I thought about that for a minute. “Is this a common thing?”

“It is, but it typically manifests in back pain.”

“Then why the heart this time?”

“Look at you,” she said. “You’re strong as an ox. I’m guessing you’ve never had the slightest back pain, am I right?”

“You are.”

“So your mind knows you wouldn’t believe a back pain. The subconscious mind is very clever. It won’t create a pain that can be ignored or put off . It takes advantage of you by creating something so convincing, you have to focus on it. In your case I’m going to go out on a limb and guess your father, or someone close to you, died of a heart attack.”

I could feel her looking at me, hoping for a reaction.

“So you’re saying the pain is only a smokescreen, something my subconscious mind created to distract me from what I was doing at the time.”

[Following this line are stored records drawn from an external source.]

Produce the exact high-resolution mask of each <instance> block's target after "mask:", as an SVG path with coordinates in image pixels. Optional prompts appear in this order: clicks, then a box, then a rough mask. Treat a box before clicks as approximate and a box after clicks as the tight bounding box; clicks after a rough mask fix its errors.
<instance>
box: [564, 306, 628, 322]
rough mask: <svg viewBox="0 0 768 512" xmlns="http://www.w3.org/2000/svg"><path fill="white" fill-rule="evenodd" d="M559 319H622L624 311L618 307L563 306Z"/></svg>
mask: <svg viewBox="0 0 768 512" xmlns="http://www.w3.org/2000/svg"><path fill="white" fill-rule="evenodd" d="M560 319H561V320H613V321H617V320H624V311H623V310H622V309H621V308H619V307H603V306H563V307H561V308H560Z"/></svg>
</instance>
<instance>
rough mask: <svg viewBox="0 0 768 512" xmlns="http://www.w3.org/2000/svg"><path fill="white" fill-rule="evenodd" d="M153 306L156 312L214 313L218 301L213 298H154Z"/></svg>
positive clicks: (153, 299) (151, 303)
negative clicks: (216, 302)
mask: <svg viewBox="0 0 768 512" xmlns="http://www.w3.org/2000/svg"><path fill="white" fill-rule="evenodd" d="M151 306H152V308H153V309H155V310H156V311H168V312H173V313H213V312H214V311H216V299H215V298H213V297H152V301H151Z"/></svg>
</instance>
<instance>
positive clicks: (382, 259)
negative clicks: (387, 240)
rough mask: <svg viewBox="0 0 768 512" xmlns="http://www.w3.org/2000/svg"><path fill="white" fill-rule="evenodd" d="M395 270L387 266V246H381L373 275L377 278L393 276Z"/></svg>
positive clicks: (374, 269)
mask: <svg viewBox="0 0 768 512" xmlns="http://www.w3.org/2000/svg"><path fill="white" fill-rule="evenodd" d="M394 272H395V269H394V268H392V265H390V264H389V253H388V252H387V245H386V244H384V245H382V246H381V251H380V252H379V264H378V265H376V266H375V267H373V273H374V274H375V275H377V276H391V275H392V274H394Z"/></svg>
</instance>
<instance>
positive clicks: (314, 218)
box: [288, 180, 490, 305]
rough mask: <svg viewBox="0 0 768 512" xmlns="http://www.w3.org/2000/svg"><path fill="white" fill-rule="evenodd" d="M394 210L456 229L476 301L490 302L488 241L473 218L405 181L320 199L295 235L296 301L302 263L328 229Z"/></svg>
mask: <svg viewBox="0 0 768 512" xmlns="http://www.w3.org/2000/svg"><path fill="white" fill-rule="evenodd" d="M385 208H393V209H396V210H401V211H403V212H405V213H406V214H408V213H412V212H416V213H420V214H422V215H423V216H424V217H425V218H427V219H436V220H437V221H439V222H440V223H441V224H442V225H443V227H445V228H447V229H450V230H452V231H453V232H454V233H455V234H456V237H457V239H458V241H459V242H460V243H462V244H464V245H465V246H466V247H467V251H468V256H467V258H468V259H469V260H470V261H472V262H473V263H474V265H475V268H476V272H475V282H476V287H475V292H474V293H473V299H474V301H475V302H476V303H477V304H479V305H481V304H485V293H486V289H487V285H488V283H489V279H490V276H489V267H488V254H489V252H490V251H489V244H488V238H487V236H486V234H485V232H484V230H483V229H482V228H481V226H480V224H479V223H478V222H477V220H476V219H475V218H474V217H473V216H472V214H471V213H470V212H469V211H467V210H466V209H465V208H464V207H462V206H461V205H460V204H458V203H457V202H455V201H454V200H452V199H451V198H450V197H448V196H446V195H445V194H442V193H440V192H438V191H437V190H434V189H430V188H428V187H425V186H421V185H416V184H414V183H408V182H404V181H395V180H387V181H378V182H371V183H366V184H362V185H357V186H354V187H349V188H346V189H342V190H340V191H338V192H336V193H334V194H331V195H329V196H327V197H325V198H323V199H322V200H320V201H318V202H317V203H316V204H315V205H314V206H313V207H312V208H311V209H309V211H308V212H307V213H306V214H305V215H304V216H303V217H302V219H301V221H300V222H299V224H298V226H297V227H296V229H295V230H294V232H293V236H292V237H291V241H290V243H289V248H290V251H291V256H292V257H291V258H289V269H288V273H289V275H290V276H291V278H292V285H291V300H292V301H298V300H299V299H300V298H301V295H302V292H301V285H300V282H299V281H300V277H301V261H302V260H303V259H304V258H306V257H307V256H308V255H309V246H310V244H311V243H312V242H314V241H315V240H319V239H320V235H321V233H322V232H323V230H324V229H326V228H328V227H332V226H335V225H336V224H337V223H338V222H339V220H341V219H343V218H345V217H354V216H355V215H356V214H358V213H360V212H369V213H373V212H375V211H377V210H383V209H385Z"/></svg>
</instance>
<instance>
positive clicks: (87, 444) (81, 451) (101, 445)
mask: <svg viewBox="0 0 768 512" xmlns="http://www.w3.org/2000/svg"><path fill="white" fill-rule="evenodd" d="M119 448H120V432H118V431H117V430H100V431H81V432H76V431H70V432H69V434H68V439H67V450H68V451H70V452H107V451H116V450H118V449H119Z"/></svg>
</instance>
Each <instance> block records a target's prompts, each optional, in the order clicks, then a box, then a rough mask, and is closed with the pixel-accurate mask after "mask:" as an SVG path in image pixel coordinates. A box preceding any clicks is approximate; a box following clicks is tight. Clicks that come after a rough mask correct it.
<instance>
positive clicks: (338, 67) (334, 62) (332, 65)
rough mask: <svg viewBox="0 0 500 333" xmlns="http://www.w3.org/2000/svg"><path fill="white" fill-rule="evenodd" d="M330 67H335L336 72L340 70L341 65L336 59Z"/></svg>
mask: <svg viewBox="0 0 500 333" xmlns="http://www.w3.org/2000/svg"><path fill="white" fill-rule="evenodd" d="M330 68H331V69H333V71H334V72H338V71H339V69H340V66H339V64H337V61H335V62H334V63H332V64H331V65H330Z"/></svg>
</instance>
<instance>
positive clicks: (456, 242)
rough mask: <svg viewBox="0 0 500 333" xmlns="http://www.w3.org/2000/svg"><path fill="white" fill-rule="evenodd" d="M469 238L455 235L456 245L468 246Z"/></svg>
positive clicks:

“That’s correct. Be glad it wasn’t colitis.”

“Colitis?”

“That’s the worst of the psychosomatic pains.”

“Worse than the heart?”

“Far worse.”

“Fair enough,” I said. “But as we discussed, what I was doing at the time is something I’ve done many times before.”

“Think it through, Donovan. I’ll bet there was something different about that particular time.”

So she was saying that my mind didn’t want me to kill the Peterson sisters. No, it was more than that. My mind tried to prevent me from killing them. But why? I’d killed dozens—okay, more than a hundred—people before. What made the Petersons different? It couldn’t be that they were women. I’ve killed women before, with no pains or afterthoughts. It couldn’t be that I’m going soft, because I’d recently killed Ned Denhollen without the first sign of chest pains.